In sync with that trend, Ford will no longer put cd players in the dash of their cars, opting instead for their connected dash approach, according to Digital Music News. “In-car entertainment technology is moving digital more rapidly than almost any other element of the vehicle experience,” said Sheryl Connelly, global trends and futuring manager at Ford Motor Company. “The in-car CD player – much like pay telephones – is destined to fade away in the face of exciting new technology.”
The automotive aftermarket is hot for Internet radio, and most notably, Pandora enabled devices. Seattle-based Car Toys’ Jim Warren said, “Pandora products are selling through quite well.
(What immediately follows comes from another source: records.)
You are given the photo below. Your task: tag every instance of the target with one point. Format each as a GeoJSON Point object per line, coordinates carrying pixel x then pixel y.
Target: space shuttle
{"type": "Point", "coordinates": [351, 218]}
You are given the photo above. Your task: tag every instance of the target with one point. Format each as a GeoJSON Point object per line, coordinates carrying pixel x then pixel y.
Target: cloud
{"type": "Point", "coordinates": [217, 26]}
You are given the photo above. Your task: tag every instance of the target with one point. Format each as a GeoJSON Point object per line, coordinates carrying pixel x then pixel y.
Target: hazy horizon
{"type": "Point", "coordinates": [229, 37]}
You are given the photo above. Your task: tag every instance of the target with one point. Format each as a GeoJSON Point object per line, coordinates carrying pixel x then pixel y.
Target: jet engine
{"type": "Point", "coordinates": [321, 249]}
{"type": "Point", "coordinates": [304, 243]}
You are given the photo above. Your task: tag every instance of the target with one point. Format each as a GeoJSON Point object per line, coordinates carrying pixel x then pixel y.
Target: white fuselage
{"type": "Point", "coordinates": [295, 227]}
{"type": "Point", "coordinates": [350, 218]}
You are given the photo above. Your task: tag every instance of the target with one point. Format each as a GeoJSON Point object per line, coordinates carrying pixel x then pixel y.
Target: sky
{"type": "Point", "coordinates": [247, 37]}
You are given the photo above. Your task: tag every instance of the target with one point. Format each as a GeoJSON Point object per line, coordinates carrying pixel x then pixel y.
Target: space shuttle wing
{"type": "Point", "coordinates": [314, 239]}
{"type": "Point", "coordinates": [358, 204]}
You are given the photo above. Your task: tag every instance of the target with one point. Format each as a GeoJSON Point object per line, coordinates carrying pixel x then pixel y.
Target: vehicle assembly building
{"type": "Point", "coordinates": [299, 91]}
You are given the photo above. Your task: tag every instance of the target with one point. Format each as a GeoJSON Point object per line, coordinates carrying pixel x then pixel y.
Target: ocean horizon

Typically, the Pandora feature is packaged in with other step up features so it is difficult to isolate the impact of the feature by itself. Regardless, we love seeing our suppliers adding step up features that connect the smartphone to aftermarket car audio.”
This year has seen a lot of interest by automotive aftermarket companies in introducing Internet radios. Alpine says that 60% of their 2011 radios have Internet radio features. Pioneer, Kenwood, Livio Radio and other manufacturers have introduced devices as well. “When we first started selling Internet radio products in 2008, we were cold calling customers and the main question we had to answer was “What’s Internet Radio?” Now customers are calling our office and asking us what products we have that can add Internet Radio to their cars.” says Jake Sigal, Founder of Livio Radio.
No doubt Pandora’s big brand helps to create the kind of buzz that sells these radios. Functionality that leaves the listening choices to the listener will be important to the industry as a whole. I look at the way that Sirius and XM drove the success of satellite radio’s expansion into cars and wonder who – other than Pandora and to some degree Clear Channel – is driving online radio’s automotive future?